Florian Werner: „Es gibt eine Sprache der Zunge, die ohne Worte auskommt“
Sie ist Sprachinstrument und Geschmacksorgan, mit ihr küssen wir unsere Liebsten und strecken sie anderen als Zeichen der Missachtung heraus. Im Interview zu seinem neuen Buch Die Zunge erläutert Florian Werner, warum sich der Geist einer Zeit an ihrer Zungenspitze ablesen lässt.
Herr Werner, Sie haben ein Buch über die Zunge geschrieben. Ein Organ, über das man für gewöhnlich nicht besonders intensiv nachdenkt. Wie kamen Sie auf das Thema Glossa?
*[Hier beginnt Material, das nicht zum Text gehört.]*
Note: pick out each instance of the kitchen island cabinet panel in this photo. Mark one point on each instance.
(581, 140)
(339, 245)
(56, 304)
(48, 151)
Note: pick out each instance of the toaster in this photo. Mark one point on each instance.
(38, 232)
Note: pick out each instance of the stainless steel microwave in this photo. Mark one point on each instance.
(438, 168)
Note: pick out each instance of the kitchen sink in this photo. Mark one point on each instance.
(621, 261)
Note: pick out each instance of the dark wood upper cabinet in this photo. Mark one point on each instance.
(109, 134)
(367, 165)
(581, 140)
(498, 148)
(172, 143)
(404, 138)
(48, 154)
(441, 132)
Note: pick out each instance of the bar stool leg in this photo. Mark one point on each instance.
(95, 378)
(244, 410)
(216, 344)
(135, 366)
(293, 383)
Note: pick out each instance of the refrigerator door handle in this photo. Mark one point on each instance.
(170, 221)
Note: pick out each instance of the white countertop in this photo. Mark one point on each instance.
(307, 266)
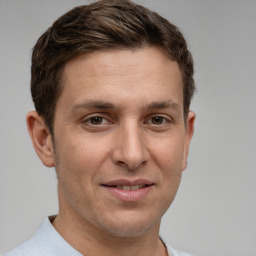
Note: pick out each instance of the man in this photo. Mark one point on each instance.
(111, 83)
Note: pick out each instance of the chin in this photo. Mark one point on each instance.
(128, 227)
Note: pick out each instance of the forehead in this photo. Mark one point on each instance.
(132, 74)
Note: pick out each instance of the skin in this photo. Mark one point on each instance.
(119, 116)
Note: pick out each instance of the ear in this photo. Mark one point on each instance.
(41, 138)
(188, 136)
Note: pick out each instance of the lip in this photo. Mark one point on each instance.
(127, 182)
(128, 195)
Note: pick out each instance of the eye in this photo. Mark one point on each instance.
(158, 120)
(96, 120)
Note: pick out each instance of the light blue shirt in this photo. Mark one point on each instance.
(48, 242)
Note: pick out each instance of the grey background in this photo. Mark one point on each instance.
(214, 212)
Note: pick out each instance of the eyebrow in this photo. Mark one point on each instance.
(92, 104)
(163, 105)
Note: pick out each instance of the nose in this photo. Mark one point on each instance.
(130, 149)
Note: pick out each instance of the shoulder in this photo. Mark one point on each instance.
(173, 252)
(28, 248)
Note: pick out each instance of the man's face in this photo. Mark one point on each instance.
(120, 139)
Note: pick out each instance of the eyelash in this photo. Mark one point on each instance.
(104, 121)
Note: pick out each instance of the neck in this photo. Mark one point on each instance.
(90, 240)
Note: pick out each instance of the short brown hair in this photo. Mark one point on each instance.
(106, 24)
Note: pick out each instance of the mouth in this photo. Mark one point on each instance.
(129, 191)
(127, 187)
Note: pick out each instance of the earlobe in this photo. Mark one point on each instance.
(188, 136)
(41, 138)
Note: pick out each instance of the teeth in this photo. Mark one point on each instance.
(131, 187)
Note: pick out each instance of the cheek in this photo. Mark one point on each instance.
(169, 154)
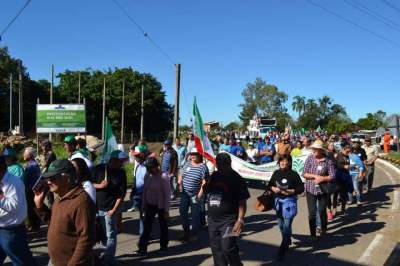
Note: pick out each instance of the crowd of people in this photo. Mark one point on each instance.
(81, 201)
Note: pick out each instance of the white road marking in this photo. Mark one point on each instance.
(366, 256)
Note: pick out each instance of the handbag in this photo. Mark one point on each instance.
(100, 235)
(328, 187)
(264, 202)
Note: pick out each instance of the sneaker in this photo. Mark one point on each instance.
(330, 216)
(140, 253)
(184, 238)
(163, 249)
(281, 253)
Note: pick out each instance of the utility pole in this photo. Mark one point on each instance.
(79, 88)
(104, 109)
(20, 101)
(177, 95)
(142, 113)
(397, 133)
(51, 92)
(10, 103)
(123, 112)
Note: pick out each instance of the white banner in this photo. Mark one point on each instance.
(264, 172)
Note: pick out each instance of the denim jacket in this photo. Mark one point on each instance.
(287, 205)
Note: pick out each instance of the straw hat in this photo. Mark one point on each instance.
(318, 144)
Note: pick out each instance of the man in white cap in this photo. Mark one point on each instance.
(110, 184)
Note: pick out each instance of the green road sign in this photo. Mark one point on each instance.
(60, 118)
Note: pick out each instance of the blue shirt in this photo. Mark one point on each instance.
(356, 164)
(237, 150)
(181, 151)
(16, 170)
(260, 145)
(192, 177)
(32, 173)
(268, 158)
(165, 161)
(225, 147)
(140, 173)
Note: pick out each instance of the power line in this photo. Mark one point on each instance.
(374, 15)
(391, 5)
(355, 24)
(14, 19)
(145, 34)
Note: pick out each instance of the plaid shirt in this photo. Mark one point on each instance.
(313, 166)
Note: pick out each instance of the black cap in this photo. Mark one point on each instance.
(151, 163)
(60, 167)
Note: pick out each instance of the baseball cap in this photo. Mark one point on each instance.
(59, 167)
(140, 149)
(70, 139)
(9, 152)
(117, 154)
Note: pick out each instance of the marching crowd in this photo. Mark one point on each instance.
(81, 202)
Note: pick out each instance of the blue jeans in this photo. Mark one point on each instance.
(195, 205)
(138, 199)
(370, 178)
(109, 224)
(137, 204)
(14, 244)
(285, 226)
(358, 188)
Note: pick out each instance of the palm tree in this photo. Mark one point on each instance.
(299, 104)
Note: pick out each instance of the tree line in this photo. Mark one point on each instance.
(267, 100)
(158, 114)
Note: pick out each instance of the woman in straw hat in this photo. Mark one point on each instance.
(318, 170)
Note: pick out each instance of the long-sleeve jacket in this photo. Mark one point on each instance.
(71, 233)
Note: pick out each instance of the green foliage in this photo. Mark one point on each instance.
(322, 112)
(158, 114)
(299, 104)
(265, 99)
(339, 124)
(32, 91)
(373, 120)
(232, 126)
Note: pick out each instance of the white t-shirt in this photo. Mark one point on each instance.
(251, 154)
(90, 189)
(80, 155)
(13, 209)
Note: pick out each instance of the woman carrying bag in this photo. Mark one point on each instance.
(286, 184)
(318, 171)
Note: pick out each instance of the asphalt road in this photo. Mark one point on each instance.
(348, 238)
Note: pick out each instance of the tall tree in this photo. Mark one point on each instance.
(265, 99)
(157, 112)
(373, 120)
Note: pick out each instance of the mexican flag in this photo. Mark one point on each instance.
(110, 142)
(201, 140)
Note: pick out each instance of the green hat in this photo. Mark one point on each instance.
(70, 139)
(117, 154)
(9, 152)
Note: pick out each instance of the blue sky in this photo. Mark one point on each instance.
(222, 45)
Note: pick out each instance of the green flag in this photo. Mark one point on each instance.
(110, 142)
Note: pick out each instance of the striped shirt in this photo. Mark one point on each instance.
(322, 168)
(165, 162)
(192, 177)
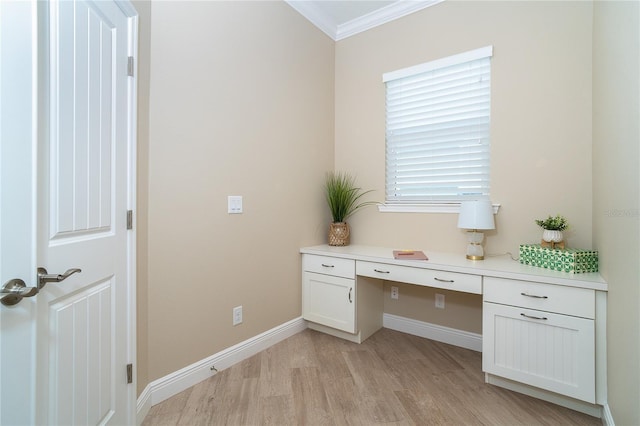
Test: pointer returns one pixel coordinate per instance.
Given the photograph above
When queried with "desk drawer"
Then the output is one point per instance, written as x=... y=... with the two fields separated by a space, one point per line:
x=579 y=302
x=426 y=277
x=327 y=265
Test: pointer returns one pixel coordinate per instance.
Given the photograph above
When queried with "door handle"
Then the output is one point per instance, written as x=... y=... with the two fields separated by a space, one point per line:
x=44 y=277
x=14 y=290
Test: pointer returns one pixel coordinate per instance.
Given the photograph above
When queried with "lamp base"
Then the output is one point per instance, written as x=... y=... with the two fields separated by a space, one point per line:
x=474 y=248
x=475 y=257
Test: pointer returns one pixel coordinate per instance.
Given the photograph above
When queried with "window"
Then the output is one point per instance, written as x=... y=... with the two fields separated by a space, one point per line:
x=437 y=130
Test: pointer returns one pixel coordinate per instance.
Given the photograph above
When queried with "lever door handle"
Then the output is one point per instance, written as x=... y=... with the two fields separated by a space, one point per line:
x=14 y=290
x=44 y=277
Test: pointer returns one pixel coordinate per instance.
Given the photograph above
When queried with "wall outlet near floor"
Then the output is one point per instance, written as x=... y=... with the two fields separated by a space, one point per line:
x=394 y=292
x=237 y=315
x=439 y=301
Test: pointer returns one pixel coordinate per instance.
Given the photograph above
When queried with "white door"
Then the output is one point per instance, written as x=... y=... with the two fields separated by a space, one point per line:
x=82 y=335
x=17 y=221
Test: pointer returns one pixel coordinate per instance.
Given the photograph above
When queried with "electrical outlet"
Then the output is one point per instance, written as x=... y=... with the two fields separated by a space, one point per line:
x=394 y=292
x=439 y=301
x=234 y=204
x=237 y=315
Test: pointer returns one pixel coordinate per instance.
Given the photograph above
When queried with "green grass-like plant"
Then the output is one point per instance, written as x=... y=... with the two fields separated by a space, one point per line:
x=557 y=223
x=343 y=196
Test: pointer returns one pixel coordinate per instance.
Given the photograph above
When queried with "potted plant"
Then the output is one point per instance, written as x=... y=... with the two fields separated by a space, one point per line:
x=553 y=227
x=344 y=199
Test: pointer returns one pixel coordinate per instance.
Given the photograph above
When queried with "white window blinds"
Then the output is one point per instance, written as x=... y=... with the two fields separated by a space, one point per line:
x=437 y=136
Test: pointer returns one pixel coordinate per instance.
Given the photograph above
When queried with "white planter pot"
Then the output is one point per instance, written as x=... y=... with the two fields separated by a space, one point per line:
x=552 y=236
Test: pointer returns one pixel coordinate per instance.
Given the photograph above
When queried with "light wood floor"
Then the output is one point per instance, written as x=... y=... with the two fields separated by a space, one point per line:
x=391 y=378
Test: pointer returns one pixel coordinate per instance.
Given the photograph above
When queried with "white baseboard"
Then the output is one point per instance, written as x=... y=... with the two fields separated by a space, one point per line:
x=174 y=383
x=439 y=333
x=607 y=417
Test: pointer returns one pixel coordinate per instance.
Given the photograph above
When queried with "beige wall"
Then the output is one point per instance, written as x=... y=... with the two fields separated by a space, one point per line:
x=142 y=234
x=540 y=129
x=616 y=207
x=241 y=103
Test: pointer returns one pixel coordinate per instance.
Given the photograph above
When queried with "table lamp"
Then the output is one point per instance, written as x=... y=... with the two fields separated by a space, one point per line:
x=475 y=215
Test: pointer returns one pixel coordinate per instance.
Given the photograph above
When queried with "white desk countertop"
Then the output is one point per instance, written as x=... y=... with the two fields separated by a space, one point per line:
x=494 y=266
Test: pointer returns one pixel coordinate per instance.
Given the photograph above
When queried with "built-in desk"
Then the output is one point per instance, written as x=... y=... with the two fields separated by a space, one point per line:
x=543 y=331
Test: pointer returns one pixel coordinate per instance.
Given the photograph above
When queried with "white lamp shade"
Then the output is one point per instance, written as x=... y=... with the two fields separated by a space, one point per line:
x=476 y=214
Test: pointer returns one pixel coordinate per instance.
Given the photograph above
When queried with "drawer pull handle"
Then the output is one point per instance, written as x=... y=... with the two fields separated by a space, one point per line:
x=534 y=296
x=532 y=317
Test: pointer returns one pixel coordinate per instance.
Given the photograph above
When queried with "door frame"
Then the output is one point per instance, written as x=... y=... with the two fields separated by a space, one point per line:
x=20 y=408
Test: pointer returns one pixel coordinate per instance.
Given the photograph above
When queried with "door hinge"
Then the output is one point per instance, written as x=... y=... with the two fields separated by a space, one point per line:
x=130 y=66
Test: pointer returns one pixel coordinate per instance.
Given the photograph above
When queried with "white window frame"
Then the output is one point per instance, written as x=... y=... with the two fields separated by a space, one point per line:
x=433 y=204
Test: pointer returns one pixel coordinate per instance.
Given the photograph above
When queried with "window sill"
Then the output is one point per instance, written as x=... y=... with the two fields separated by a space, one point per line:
x=426 y=208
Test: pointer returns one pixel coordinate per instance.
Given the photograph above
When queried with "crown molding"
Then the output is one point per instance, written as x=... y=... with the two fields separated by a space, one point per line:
x=316 y=16
x=381 y=16
x=378 y=17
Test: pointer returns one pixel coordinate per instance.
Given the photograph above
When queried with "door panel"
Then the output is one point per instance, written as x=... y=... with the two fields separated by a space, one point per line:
x=84 y=322
x=83 y=126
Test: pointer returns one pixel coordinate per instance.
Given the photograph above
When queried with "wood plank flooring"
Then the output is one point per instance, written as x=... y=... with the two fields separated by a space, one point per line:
x=391 y=379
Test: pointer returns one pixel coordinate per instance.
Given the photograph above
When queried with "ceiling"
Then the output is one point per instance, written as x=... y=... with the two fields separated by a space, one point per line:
x=343 y=18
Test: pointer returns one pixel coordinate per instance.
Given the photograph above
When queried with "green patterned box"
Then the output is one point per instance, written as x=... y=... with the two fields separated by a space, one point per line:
x=575 y=261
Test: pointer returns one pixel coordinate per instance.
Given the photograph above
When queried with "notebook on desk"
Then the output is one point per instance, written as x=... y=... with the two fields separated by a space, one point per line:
x=409 y=255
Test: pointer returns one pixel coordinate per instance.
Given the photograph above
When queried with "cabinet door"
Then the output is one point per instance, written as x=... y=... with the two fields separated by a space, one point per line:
x=329 y=301
x=542 y=349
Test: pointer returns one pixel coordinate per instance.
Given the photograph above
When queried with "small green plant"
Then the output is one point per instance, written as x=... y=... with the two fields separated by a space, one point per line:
x=557 y=223
x=343 y=196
Nicht umsonst ist das Buch unserem Familienhund Jim gewidmet. Als wir ihn vor vier Jahren bekommen haben, war ich fasziniert davon, wie dieses Tier unentwegt über seine Zunge kommuniziert. Obwohl Jim, wie der „sprechende Hund“ aus dem berühmten Loriot-Sketch, natürlich keine Wörter artikulieren kann. Wenn es heiß ist, hechelt er und schwitzt über die Zunge. Wenn er sich freut, leckt er einem die Hand oder – wenn man nicht aufpasst – auch mal das Gesicht ab. Irgendwann fing unser damals vierjähriger Sohn an, den Hund zu parodieren, und leckte mir auch freudig das Gesicht ab, wenn ich nach Hause kam – was aber eine ganz andere Qualität hatte als das Lecken eines Hundes. So entstand also bei mir, weniger durch eigenes Lecken als vielmehr durch die Beobachtung unterschiedlichsten Beleckt-Werdens, ein Interesse für dieses Organ, das nicht nur anatomisch faszinierend ist, sondern an dem sich auch viel über die Gegenwart, über kulturelle Gebote und Tabus ablesen lässt. Wie unterscheiden sich die Zungen von Menschen und nicht-menschlichen Tieren? Wer darf seine Zunge wem, wann und unter welchen Umständen zeigen? Warum gilt sie immer noch in vielen Situationen als eklig? Für mich ist die Zunge das Zentralorgan unserer Zeit.
Trotz ihrer Relevanz für das Schmecken, das soziale Miteinander oder intime Beziehungen wurde die Zunge in der westlichen Tradition lange geringgeschätzt. Woran lag das?